Let's just straight to the punch: Always randomise the order. The network will start effective training much sooner. Failure to do so may jeopardise the final result. There appears to be no downside. (if anyone has an example where it actually makes things worse, please let me know)
Here's a screenshot from my Ipython notebook of the initial, poorly-performing network. Sorry for using an image format, but I think it adds a certain amount of flavour to show the results as they appear during development. This table shows that after 13 iterations (picked because it fits in my screenshot easily), the training loss is 1.44, and the % accuracy is 11.82%. This network eventually trains to hit a loss of about 0.6, but only after a large (800-odd) number of iterations.
It takes 100 iterations or so to feel like the network is really progressing anywhere, and it's slow, steady progress the whole way through. I haven't run this network out to >1k iterations to see where it eventually tops out, but that's just a curiosity for me. Alternative techniques provide more satisfying results much faster.
Here's the improved result. I added a single line to the code to achieve this effect:
train = shuffle(train)Adding the shuffling step wasn't a big deal -- it's fast, and conceptually easy as well. It's so effective, I honestly think it would be a good thing for NN libraries to simply to by default rather than leave to the user. We see here that by iteration 13, the valid loss is 0.72 as opposed to 2.53 in the first example. That's pretty dramatic.
If anyone knows of any examples where is it better not to randomise the input examples, please let me know!!!
For the time being, I think the benefits of this result are so clear, that a deeper investigation is not really called for in fact. I'm just going to add it to my 'standard technique' for building NNs going forward, and consider changing this step only if I am struggling with a particular problem-at-hand. What's more likely is that more sophisticated approaches to input modification will be important, rather than avoiding the step entirely. I'm aware that many high-performing results have been achieved by transforming input variables to provide additional synthetic learning data into the training set. Examples of this include image modifications such as skew, colour filtering and other similar techniques. I would be very interested to learn more about other kinds of image modification preprocessing, like edge-finding algorithms, blurring and other standard algorithms.

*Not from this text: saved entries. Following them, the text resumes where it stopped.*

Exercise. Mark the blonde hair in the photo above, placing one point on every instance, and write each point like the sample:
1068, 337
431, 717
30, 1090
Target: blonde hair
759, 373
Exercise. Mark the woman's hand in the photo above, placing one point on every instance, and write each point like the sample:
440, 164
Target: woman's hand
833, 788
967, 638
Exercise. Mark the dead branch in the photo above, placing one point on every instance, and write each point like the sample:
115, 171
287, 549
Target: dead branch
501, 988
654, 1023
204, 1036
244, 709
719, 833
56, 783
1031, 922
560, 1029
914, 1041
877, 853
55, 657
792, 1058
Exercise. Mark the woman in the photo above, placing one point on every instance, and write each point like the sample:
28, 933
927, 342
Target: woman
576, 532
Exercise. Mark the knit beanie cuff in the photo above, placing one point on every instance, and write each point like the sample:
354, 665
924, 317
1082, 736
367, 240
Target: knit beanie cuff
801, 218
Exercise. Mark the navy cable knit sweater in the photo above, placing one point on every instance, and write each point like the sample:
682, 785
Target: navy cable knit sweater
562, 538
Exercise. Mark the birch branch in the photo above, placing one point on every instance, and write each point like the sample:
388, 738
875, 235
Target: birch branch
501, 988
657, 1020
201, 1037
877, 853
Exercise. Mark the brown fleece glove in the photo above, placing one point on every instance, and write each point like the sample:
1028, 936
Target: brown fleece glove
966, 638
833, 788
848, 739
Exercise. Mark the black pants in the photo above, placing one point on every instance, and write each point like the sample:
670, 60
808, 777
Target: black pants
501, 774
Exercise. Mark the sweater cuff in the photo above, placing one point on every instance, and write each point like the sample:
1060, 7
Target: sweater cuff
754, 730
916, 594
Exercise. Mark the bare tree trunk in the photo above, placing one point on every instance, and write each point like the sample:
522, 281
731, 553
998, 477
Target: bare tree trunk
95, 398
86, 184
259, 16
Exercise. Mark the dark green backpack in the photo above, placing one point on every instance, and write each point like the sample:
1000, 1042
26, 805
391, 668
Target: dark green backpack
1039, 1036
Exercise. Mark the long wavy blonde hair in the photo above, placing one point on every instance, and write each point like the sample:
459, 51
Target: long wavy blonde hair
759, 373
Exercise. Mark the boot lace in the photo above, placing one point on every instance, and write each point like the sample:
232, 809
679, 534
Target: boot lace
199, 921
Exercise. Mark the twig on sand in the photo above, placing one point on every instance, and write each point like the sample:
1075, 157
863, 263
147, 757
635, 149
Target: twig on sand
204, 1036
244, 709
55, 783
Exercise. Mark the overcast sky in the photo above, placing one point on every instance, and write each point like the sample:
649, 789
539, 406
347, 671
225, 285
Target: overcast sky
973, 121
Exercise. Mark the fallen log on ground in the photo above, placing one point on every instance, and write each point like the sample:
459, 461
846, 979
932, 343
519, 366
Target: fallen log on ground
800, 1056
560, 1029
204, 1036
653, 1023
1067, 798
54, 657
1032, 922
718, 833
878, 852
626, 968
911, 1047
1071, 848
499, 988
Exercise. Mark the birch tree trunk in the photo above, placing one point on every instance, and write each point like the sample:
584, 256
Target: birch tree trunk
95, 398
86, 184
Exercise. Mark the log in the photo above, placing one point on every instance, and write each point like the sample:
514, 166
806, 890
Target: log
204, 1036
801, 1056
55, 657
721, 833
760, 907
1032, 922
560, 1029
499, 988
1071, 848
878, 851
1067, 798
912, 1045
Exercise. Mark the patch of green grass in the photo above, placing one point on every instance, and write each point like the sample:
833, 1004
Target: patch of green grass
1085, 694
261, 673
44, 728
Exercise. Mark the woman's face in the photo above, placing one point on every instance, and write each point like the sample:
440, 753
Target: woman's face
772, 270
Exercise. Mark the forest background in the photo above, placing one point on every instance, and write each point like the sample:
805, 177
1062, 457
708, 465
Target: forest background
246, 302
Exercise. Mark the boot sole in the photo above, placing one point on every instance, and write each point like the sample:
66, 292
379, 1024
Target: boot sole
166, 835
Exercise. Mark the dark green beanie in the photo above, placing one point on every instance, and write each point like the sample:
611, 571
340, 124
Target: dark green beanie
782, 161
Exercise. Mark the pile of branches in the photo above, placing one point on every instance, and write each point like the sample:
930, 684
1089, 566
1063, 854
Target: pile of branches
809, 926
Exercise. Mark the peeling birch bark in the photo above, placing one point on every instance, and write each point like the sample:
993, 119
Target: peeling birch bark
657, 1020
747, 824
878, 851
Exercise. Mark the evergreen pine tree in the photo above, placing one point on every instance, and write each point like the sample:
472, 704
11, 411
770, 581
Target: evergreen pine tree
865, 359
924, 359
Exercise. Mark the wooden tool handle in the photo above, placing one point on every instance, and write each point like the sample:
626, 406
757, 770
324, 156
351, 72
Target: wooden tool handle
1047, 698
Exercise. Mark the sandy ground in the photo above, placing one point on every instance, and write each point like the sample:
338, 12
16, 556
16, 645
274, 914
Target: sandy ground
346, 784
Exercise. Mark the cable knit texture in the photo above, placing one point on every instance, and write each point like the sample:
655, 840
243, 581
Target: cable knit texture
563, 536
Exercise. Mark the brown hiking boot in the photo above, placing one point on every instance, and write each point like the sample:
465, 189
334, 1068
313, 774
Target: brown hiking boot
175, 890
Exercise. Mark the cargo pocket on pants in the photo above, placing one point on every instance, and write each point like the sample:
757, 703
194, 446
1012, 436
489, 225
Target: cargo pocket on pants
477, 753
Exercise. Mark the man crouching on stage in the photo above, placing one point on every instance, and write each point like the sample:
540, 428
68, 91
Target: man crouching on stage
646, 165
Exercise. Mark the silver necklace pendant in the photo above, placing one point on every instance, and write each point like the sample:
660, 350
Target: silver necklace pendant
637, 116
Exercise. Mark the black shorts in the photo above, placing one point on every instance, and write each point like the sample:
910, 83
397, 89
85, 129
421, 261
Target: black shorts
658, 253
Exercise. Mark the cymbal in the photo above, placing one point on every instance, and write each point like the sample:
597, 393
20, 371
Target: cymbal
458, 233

Interestingly, the final results for these two networks are not very different. Both of them seem to train up to around the maximum capability of the architecture of the network. Neither result arising from this tweak only approach the performance provided by the best known alternative approach that I have copied from.

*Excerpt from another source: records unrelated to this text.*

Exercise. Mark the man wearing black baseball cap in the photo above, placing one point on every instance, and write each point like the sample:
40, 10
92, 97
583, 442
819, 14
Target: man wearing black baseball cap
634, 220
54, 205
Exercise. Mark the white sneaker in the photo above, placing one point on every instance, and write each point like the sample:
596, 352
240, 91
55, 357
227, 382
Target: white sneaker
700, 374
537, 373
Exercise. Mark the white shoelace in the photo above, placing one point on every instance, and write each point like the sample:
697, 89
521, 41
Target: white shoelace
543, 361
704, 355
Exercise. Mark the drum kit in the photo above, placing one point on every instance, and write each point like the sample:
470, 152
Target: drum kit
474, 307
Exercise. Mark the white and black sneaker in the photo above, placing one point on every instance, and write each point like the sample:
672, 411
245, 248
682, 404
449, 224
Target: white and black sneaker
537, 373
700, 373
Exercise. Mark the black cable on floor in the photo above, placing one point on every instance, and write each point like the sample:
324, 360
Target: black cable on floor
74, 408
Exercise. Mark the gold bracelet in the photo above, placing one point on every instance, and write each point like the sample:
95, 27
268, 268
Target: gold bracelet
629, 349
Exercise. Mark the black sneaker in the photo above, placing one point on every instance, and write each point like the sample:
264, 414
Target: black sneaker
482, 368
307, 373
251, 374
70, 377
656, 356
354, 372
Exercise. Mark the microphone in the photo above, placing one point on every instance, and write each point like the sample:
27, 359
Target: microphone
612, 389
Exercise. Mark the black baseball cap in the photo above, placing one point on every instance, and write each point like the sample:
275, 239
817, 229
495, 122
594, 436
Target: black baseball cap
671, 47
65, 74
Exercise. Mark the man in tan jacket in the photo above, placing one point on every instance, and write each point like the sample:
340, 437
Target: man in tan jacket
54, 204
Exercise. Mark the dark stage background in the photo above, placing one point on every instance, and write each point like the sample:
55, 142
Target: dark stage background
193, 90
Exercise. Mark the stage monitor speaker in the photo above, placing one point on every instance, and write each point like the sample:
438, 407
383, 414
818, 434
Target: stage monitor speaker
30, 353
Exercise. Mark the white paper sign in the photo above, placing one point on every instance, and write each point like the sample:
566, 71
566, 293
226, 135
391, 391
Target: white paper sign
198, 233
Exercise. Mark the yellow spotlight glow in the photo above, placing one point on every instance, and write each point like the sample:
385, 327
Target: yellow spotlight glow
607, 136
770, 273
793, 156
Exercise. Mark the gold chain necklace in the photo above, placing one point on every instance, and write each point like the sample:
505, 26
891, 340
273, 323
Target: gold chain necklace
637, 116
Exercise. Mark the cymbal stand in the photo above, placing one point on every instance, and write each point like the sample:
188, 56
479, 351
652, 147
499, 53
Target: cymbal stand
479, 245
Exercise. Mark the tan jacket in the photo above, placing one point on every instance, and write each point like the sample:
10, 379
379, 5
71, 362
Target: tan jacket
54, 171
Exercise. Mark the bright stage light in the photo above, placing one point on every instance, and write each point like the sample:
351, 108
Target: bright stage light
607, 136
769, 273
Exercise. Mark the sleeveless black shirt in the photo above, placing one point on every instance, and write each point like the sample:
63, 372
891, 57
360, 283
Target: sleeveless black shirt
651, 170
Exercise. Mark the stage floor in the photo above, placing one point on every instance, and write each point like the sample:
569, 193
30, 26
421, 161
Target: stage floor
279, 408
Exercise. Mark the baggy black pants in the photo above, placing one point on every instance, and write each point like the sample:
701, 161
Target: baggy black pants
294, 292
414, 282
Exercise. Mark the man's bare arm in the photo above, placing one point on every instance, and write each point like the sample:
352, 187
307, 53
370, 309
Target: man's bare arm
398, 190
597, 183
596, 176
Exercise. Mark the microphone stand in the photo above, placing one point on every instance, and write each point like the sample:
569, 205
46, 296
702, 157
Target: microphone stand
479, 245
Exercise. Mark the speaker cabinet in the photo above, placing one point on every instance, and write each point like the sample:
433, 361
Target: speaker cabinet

I wondered whether shuffling the inputs was a truly necessary step, or just a convenient / beneficial one. If you don't care about letting the machine rip through more iterations, then is this step really relevant? It turns out the answer is a resounding "Yes", at least sometimes.
To address this I took the best-performing code (as discussed in the last post) and removed the shuffle step. The result was a network which trained far more slowly, and moreover did not reach the optimal solution nor even approach it. The well-performing network achieved a valid loss of 0.5054, which looks pretty good compared to random forest.
As an interesting aside, there is a halting problem here. How do we know, for sure, that after sufficient training this network isn't suddenly going to 'figure it out' and train up to the required standard? After all, we know for a fact that the network nodes are capable of storing the information of a well-performing predictive system. It's clearly not ridiculous to suggest that it's possible. How do we know that the network is permanently stuck? Obviously indications aren't good, and just as obviously we should just use the most promising approach. However, this heuristic is not actually knowledge.
Question for the audience -- does anyone know if a paper has already been publishes analysing the impacts of input randomisation across many examples (image and non-image) and many network architectures? What about alternative input handling techniques and synthetic input approaches?
Also, I haven't bothered uploading the code I used for these examples to the github site, since they are really quite simple and I think not of great community value. Let me know if you'd actually like to see them.